Ranny Fahd A. Rafiq: Indonesia di Ambang Darurat Gula, Diabetes Bukan Lagi Sekadar Penyakit

  1. Beranda
  2. Berita
  3. KOMISI IX
Anggota Komisi IX DPR RI Fraksi Partai Golkar, Ranny Fahd A. Rafiq

Ranny Fahd A. Rafiq: Indonesia di Ambang Darurat Gula, Diabetes Bukan Lagi Sekadar Penyakit

Jakarta, 10 Juli 2025 — Gelombang senja perlahan merayap di ufuk Jakarta, memudarkan siluet gedung-gedung pencakar langit yang menjulang. Di tengah hiruk-pikuk ibu kota, sebuah ancaman tak kasat mata terus menggerogoti jutaan nyawa secara perlahan namun pasti: diabetes.

“Ini bukan sekadar penyakit fisik. Ini adalah manifestasi perubahan peradaban, refleksi dari pilihan kolektif, dan warisan historis yang kini memuncak dalam krisis,” ujar Ranny Fahd A. Rafiq, Anggota Komisi IX DPR RI, dalam pernyataan resminya di Jakarta, Kamis (10/7).

Menurut Ranny, Indonesia yang kaya akan rempah dan cita rasa kini tengah berada di ambang darurat gula. “Ini adalah paradoks menyakitkan. Bangsa yang dulu cemerlang dalam strategi dan maritim, kini justru kalah oleh godaan gula,” tegasnya.

Ia menilai fenomena diabetes bukan lagi persoalan medis semata, melainkan kegagalan kolektif dalam mengendalikan naluri purba yang dimanjakan oleh makanan olahan dan minuman manis. “Kita terjebak dalam labirin dopamin instan yang ditawarkan setiap gigitan,” lanjutnya.

Ranny mengajak publik untuk kembali menyadari bahwa tubuh manusia adalah mahakarya evolusi yang dirancang untuk bergerak dan hidup selaras dengan alam. Namun, gaya hidup modern telah memenjarakan tubuh dalam pola makan instan yang destruktif.

“Lonjakan penderita diabetes tipe 2 sangat mengkhawatirkan. Data Kementerian Kesehatan mencatat lebih dari 10 juta kasus pada 2023, dan diperkirakan melampaui 20 juta pada 2024. Ini bukan sekadar angka. Ini adalah tanda kegagalan kita memahami bisikan kebijaksanaan tubuh,” ungkapnya.

Ranny juga merujuk data global dari World Health Organization (WHO) yang mencatat 422 juta penderita diabetes tipe 2 di seluruh dunia. Sementara data Federasi Diabetes Internasional (IDF) menyebutkan 537 juta orang dewasa usia 20–79 tahun hidup dengan diabetes pada 2021. Angka ini terus meningkat.

Menurutnya, globalisasi telah membawa kolonisasi selera. “Pangan kini lebih banyak produk pabrik. Gula, yang dulunya barang mewah, kini melimpah dan menyelinap dalam hampir setiap sajian,” tuturnya.

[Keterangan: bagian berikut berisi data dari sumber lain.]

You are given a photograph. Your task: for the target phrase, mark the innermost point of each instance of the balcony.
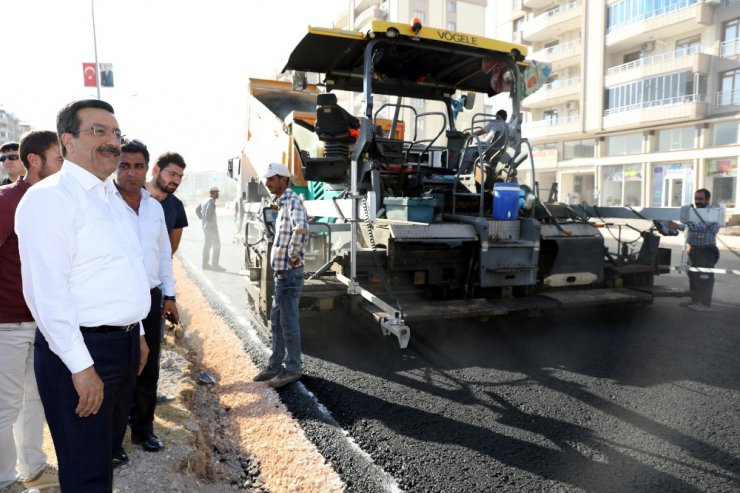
(554, 93)
(678, 109)
(560, 55)
(552, 126)
(672, 21)
(661, 63)
(730, 48)
(368, 15)
(545, 158)
(727, 101)
(554, 22)
(536, 4)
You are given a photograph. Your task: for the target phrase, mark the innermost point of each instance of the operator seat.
(337, 129)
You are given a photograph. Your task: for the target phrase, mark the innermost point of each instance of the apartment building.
(467, 16)
(642, 105)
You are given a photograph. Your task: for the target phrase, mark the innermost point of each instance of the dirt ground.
(229, 435)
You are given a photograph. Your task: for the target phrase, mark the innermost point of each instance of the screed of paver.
(262, 425)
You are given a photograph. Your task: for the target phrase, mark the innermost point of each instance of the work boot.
(266, 374)
(283, 378)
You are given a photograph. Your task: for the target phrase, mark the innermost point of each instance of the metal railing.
(727, 98)
(653, 60)
(561, 84)
(667, 9)
(688, 98)
(730, 47)
(553, 121)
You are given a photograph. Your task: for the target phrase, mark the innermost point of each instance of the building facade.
(642, 105)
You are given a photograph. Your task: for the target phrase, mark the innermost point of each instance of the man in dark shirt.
(167, 174)
(21, 412)
(11, 162)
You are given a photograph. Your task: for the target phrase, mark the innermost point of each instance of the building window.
(673, 184)
(722, 178)
(672, 139)
(518, 23)
(421, 15)
(730, 88)
(574, 149)
(724, 133)
(621, 185)
(550, 117)
(730, 38)
(619, 145)
(688, 46)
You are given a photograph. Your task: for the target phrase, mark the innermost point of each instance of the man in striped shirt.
(702, 239)
(286, 259)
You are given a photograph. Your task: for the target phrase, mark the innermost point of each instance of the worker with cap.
(286, 258)
(206, 211)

Sebagai Anggota Badan Anggaran DPR RI, Ranny menyoroti lemahnya kebijakan publik dalam menanggulangi krisis ini. Ia menyebut bahwa permasalahan diabetes bukan hanya urusan medis, melainkan juga soal kebijakan, kesadaran kolektif, dan dominasi industri pangan yang manipulatif sejak usia dini.

“Ibarat kapal besar yang tengah berlayar di samudra gula, Indonesia perlahan terkikis di bagian lambungnya. Kita sibuk menikmati yang manis di atas, tapi lupa akan kerusakan di bawah,” ucap istri dari Fahd A. Rafiq itu.

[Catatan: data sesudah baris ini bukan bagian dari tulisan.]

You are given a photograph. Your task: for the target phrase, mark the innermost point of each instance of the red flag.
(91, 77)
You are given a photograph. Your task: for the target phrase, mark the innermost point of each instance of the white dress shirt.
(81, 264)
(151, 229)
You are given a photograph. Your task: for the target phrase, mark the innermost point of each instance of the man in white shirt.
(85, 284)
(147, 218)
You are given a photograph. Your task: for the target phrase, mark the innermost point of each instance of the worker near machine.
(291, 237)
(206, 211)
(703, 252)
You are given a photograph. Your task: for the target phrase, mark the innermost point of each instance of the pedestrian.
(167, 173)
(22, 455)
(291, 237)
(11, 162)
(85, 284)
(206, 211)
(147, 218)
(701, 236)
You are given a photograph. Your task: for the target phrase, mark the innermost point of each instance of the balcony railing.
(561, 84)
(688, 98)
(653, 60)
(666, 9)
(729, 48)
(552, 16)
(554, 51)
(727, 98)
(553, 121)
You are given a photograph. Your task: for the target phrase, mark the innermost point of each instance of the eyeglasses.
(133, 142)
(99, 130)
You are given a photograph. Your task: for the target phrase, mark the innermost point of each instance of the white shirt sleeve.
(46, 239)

Ranny menegaskan, gejala seperti kelelahan, peningkatan berat badan, dan pandangan kabur seringkali diabaikan. Padahal, akar masalahnya ada pada pola makan dan gaya hidup.

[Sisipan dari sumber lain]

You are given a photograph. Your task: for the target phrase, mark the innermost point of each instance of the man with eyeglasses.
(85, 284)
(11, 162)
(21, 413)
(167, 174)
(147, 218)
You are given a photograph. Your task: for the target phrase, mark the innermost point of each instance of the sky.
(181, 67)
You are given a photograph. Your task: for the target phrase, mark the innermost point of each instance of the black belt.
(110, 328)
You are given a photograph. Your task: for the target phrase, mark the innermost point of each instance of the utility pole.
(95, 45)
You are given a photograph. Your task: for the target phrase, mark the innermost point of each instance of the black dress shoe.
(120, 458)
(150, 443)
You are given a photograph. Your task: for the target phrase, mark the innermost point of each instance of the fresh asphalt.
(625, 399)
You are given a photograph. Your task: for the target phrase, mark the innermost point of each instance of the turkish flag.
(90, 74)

Ia pun mengingatkan ancaman masa depan yang distopia: rumah sakit menjadi pabrik perbaikan tubuh akibat diabetes—dengan amputasi, cuci darah, dan kebutaan sebagai rutinitas medis.

“Pertanyaannya sekarang: apakah kita akan membiarkan tubuh kita menjadi medan perang glukosa, atau kita rebut kembali kendali dengan kesadaran dan kebijakan cerdas?” pungkasnya. Ranny pun mengajak publik untuk bertanya pada diri sendiri, “Adakah teman atau saudara kita yang menderita diabetes, namun dianggap remeh?”